Por suerte, tengo edad suficiente para poder establecer una comparativa entre mi época escolar -en la década de los setenta- y la de mis hijos -el más pequeño, terminando el ciclo de ESO. Con apenas cinco años acudí al colegio por primera vez y a lo largo de trece cursos fui destinataria de un modelo educativo que, además de incidir en la importancia del conocimiento, aspiraba como objetivo principal a inculcarnos una serie de valores imprescindibles para la formación de la persona, como el esfuerzo, la responsabilidad y el respeto. No se puede negar que, en ocasiones, el sistema hacía agua -la perfección no existe- pero, en términos generales, quienes formamos parte de aquellas generaciones anteriores a la Logse no deberíamos quejarnos demasiado a este respecto.

Recuerdo con claridad que nuestros temarios eran más extensos que los actuales. Nos obligaban a leer libros al completo, en vez de la selección de textos de hoy en día, ideada con la absurda pretensión de no agotar a los alumnos con tan, al parecer, ardua tarea. No existía este actual afán por el localismo, y la cultura general que adquiríamos era justamente eso, general, e incomparablemente más amplia que la actual. Ahora, testigo de primera mano de la evolución académica de los chavales, me llena de perplejidad comprobar cómo las cabezas pensantes de los sucesivos ministerios de Educación del último cuarto de siglo se siguen empeñando en inventar la pólvora cuando, salvo casos excepcionales, la lógica debería imponerse: si estudias, apruebas y si no estudias, suspendes.

En mi época no se progresaba adecuadamente ni se necesitaba mejorar. Los profesores se limitaban a valorar del 1 al 10, con lo que facilitaban tanto a alumnos como a padres la comprensión del mensaje recibido. De este modo, se ponían de manifiesto las mejores capacidades o las mayores habilidades de cada alumno para enfrentarse a determinadas materias y, con datos objetivos, era posible decidirse por un futuro científico, humanístico, laboral o de otra índole. De más está decir que las malas notas no eran motivo suficiente para acudir a la consulta de un psicoterapeuta infantil. La temida bronca casera se revelaba como la más eficaz de las terapias. Los adultos apenas frecuentaban los colegios y no existía la costumbre de las reuniones de principio de curso, ni de las entregas de notas en mano, ni de las horas de tutoría obligatoria. En compensación, los maestros se alzaban como referentes cuya autoridad nadie discutía.

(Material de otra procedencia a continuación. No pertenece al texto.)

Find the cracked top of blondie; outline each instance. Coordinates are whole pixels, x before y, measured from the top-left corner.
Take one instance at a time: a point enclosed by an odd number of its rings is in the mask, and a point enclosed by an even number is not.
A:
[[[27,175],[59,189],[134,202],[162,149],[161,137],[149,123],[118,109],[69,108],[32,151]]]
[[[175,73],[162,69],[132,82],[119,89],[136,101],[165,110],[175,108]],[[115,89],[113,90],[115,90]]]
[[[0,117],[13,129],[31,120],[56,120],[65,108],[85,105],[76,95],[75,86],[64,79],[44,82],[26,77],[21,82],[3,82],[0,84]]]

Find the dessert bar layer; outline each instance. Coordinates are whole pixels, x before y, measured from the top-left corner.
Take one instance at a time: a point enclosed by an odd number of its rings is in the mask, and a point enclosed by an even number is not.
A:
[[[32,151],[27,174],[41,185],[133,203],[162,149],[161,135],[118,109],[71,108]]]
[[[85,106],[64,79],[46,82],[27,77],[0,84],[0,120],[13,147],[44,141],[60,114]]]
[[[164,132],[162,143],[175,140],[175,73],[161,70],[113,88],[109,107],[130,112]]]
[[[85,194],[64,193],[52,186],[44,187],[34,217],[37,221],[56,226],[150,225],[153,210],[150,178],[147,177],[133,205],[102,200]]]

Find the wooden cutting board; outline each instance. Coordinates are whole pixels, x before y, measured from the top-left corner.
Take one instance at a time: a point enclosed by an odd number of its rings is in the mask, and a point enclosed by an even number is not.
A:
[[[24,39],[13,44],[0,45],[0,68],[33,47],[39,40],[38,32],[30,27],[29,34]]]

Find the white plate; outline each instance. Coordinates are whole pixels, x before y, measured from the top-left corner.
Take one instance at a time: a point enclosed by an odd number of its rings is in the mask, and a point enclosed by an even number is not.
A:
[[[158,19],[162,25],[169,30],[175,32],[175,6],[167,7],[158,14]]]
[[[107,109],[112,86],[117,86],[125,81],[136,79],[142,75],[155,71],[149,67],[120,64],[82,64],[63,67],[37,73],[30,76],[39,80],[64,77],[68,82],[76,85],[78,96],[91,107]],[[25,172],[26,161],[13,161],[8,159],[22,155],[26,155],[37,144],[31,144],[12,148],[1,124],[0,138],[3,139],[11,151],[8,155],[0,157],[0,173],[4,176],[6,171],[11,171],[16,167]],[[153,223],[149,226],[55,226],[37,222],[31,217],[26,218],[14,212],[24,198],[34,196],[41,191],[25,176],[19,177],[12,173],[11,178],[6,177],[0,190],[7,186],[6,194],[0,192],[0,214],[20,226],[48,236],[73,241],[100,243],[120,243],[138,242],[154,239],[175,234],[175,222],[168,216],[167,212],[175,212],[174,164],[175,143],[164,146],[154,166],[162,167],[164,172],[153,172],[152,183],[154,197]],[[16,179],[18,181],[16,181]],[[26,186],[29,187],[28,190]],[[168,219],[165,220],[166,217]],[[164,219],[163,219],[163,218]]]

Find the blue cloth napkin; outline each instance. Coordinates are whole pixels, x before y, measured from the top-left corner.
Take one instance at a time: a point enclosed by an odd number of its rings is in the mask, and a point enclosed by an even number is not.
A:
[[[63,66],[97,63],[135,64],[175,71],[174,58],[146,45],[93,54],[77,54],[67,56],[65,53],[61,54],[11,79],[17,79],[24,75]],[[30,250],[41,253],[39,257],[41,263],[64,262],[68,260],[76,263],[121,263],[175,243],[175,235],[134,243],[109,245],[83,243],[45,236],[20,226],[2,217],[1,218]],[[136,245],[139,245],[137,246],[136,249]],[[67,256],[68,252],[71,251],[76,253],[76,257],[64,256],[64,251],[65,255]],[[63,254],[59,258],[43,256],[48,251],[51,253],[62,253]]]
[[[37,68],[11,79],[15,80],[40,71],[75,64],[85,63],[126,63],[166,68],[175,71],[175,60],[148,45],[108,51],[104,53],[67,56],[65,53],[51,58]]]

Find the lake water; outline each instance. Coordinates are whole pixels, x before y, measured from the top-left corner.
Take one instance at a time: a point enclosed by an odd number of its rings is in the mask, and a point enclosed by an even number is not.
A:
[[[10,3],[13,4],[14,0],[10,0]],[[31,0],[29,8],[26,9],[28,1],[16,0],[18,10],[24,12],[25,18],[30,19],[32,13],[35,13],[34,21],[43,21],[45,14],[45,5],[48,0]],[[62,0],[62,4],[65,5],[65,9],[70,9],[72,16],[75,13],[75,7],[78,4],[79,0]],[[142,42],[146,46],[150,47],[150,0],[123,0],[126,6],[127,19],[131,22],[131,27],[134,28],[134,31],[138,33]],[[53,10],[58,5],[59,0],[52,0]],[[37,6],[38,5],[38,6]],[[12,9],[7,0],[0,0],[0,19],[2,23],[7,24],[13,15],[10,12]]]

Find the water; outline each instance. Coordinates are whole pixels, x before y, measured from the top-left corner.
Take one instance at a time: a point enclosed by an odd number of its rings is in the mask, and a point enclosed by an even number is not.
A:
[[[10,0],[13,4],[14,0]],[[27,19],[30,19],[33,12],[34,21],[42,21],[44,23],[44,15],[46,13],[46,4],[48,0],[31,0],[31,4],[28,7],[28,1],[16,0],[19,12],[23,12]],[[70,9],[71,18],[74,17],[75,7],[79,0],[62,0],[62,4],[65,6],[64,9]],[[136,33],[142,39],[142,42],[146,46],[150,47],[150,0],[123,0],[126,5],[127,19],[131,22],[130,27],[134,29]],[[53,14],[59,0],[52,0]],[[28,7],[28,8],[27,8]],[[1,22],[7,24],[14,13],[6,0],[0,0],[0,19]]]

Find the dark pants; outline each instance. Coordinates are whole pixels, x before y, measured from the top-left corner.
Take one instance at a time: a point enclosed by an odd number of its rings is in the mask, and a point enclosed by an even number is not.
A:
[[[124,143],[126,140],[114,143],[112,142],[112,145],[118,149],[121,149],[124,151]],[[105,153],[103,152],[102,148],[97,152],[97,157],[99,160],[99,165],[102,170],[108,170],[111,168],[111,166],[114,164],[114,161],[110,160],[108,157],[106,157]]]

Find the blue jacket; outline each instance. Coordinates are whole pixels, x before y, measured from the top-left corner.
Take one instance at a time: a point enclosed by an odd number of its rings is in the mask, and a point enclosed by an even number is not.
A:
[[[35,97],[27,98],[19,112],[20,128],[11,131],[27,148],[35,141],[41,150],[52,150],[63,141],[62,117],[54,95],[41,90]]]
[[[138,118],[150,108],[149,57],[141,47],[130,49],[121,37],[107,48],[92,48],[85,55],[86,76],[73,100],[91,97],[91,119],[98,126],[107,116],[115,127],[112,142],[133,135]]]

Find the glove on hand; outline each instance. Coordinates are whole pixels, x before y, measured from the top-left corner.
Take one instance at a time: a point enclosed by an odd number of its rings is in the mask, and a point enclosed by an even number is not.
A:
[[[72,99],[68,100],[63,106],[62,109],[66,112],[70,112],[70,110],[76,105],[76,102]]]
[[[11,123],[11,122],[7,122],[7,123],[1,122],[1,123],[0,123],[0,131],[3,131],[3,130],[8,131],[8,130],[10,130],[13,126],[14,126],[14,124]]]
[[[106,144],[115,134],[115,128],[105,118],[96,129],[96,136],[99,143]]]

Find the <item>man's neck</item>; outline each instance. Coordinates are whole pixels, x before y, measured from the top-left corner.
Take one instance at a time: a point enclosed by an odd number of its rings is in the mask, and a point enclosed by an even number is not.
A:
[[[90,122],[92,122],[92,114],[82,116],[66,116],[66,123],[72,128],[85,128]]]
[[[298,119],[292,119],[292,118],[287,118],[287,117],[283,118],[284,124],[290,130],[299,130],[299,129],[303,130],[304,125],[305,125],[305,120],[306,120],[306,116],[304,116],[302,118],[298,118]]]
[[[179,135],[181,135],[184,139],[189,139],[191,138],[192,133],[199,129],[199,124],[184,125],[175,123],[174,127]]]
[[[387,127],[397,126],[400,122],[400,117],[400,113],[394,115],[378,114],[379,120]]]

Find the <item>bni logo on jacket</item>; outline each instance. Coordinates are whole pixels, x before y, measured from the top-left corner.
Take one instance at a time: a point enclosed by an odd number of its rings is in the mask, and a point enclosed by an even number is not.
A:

Sin embargo, a día de hoy, el de los docentes es uno de los colectivos profesionales con un incremento superior de bajas por enfermedad laboral y un considerable número de sus integrantes ha perdido la ilusión por el desempeño de una profesión eminentemente vocacional, sintiéndose inermes a la hora de enfrentarse, por un lado, al aumento de faltas de respeto de niños y adolescentes y, por otro, a reclamaciones paternas a menudo extemporáneas y carentes de fundamento. Es muy decepcionante comprobar cómo los cerebros de estas políticas educativas de nuevo cuño han decidido que las jóvenes generaciones se igualen por lo bajo, de tal manera que quienes se esfuerzan, poseen talento y ganas de aprender se ven sin apenas alicientes cuando comprueban que sus compañeros de pupitre, gracias a los progresistas criterios de calificación de los centros escolares (actitud del alumno, observación en el aula, exposiciones orales y escritas, pruebas de evaluación continua...), obtienen unos réditos muy similares a los suyos con una mínima dedicación al estudio. En España, aspirar a la excelencia se contempla, en el mejor de los casos, como una utopía y, en el peor, como la pretensión de cuatro pedantes pasados de moda. Personalmente, no puedo entender que el alarmante puesto que en este ámbito ocupa nuestro país en relación con el resto de los Estados europeos no conlleve de una vez por todas a la urgente firma de un pacto de Estado por la educación serio, riguroso y libre de manipulaciones políticas. Porque quienes están llamados a sucedernos no merecen menos.